Agro não pode ficar de fora; tenta-se proteger quem quer ampliar produção com desmatamento
A recente aprovação do projeto de lei 412/2022 pelo Senado, que visa criar o Sistema Brasileiro de Comércio de Emissões de Gases de Efeito Estufa, corre o risco de ter impacto insignificante, embora o texto seja ambicioso e bem estruturado. O motivo é um detalhe nada sutil: a exclusão deliberada do setor agropecuário, que é a principal fonte de emissões de gases de efeito estufa no Brasil.
A ideia do mercado de carbono é estabelecer limites para as emissões dos grandes poluidores. Quem excede esse limite tem que compensá-las, comprando créditos daqueles que conseguiram manter suas emissões abaixo do patamar estabelecido.
O Brasil ocupa a quinta posição entre os maiores emissores de gases de efeito estufa, atrás apenas de gigantes como China, EUA, Índia e Rússia. No entanto, o perfil das nossas emissões é singular. Enquanto esses países têm na queima de combustíveis fósseis a sua principal fonte de emissões, no Brasil o uso da terra —que engloba agricultura, pecuária e desmatamento— é o responsável por cerca de 75% delas. Estudos do MapBiomas e do Seeg (Sistema de Estimativas de Emissões e Remoções de Gases de Efeito Estufa) confirmam que mais de 95% das emissões relacionadas às mudanças de uso da terra são resultado da conversão de áreas naturais para a atividade agropecuária.
A justificativa dada para a exclusão da agropecuária no Brasil baseou-se em três pontos principais: outros países não incluem o setor; ausência de metodologias robustas para monitoramento; e impacto econômico potencialmente negativo sobre pequenos produtores. Esses argumentos, no entanto, não resistem a uma análise mais detalhada.
Quando olhamos para o mercado de carbono em outros países, observamos que a principal fonte de emissões nunca é excluída. A razão para a não inclusão da agropecuária em mercados como Europa, EUA e China é o fato de esse setor não ser o principal emissor. Mas na Nova Zelândia, onde as emissões da agropecuária representam 50% das emissões, o setor agropecuário está incluído desde sua criação, há mais de dez anos, com a implementação paulatina, prevendo apenas em 2025 a definição de limites de emissão.

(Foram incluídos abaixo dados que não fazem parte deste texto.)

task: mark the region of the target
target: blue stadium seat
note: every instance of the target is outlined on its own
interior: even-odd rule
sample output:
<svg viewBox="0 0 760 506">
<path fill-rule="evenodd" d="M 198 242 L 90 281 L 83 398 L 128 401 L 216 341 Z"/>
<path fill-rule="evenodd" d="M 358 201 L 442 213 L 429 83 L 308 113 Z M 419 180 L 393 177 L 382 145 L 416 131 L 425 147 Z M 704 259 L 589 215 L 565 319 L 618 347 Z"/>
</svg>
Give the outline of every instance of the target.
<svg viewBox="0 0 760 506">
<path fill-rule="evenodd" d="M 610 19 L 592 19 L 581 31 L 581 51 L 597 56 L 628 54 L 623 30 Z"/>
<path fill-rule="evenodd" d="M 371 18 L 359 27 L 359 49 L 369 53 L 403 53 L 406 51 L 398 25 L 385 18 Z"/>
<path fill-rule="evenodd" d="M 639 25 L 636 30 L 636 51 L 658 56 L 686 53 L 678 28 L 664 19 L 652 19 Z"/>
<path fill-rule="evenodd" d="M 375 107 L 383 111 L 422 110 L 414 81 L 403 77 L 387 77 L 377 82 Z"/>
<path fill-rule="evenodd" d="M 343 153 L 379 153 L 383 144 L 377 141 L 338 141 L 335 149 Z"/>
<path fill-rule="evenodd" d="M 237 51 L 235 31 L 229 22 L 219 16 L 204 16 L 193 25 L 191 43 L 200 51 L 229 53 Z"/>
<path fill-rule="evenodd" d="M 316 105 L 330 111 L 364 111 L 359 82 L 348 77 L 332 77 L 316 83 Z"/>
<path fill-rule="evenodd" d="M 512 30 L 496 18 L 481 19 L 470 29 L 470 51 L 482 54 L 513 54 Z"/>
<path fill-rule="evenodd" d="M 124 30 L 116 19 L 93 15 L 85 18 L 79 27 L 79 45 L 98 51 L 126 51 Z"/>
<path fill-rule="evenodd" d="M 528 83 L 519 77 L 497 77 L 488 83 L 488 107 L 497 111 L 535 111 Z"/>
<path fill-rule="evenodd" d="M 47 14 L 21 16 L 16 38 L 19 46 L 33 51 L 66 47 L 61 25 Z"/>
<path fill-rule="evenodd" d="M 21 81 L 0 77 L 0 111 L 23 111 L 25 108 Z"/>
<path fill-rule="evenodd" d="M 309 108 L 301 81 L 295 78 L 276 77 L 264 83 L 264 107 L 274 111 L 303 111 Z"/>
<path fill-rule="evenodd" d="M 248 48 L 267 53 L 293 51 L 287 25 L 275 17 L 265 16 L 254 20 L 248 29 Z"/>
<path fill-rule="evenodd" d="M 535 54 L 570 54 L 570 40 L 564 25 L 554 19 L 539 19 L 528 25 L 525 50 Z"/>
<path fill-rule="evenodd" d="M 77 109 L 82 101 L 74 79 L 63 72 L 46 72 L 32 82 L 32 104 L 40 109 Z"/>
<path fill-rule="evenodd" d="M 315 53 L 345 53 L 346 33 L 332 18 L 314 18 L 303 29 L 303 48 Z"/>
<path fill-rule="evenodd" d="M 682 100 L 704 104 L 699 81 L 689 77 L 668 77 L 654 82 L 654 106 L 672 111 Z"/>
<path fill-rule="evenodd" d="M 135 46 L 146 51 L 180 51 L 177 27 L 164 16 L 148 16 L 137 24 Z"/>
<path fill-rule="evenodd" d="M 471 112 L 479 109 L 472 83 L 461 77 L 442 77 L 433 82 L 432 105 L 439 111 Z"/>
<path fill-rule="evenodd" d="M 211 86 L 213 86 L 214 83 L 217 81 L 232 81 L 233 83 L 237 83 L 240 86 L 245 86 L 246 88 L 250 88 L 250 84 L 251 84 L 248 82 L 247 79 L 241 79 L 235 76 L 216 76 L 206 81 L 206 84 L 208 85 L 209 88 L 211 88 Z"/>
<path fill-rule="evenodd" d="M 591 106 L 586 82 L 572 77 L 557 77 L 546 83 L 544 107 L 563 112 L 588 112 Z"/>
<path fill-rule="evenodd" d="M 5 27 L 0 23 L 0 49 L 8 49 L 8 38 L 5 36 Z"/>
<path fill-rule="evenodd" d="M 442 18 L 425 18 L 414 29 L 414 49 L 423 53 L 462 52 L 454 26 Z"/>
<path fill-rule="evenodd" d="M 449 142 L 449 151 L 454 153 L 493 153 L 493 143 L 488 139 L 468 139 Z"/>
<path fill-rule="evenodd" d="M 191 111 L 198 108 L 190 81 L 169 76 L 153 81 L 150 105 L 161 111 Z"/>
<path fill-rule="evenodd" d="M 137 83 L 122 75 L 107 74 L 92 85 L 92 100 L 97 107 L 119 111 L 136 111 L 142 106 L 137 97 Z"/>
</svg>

Sobre a metodologia de monitoramento, vale destacar que a Embrapa (Empresa Brasileira de Pesquisa Agropecuária), com sua vasta experiência e reconhecimento internacional, tem plena capacidade de monitorar as emissões do setor agropecuário. Além disso, o projeto brasileiro foca em grandes emissores, aqueles que liberam mais de 25 mil toneladas de CO2e (dióxido de carbono equivalente) por ano: isso significa uma fazenda com pelo menos 12 mil cabeças de gado ou cerca de 13 mil hectares de soja. O impacto seria em bem menos de 1% dos produtores, mas cobrindo mais de 60% das emissões totais.
Mas então a que interesses se estaria atendendo ao retirar o agro da regulação? A resposta é: a produção baseada no desmatamento. O desmate de 50 hectares na Amazônia ou de 100 hectares no cerrado pode gerar emissões acima de 25 mil toneladas de CO2e, o que tornaria esses produtores alvos de regulação. O MapBiomas mostra que, por ano, menos de 1% dos imóveis rurais tem desmatamento —ou seja, o que se está fazendo é proteger uma minoria que pretende continuar expandindo a produção a partir do desmatamento.
As consequências das mudanças climáticas já são palpáveis em todo o território nacional, afetando inclusive a produção rural. É crucial que a Câmara dos Deputados reavalie essa exclusão, atendendo às expectativas do agronegócio moderno e dos defensores da sustentabilidade.
Tasso Azevedo
Coordenador do MapBiomas e integrante do coletivo Derrubando Muros.
Artigo originalmente publicado na Folha de S.Paulo em 27 de outubro de 2023.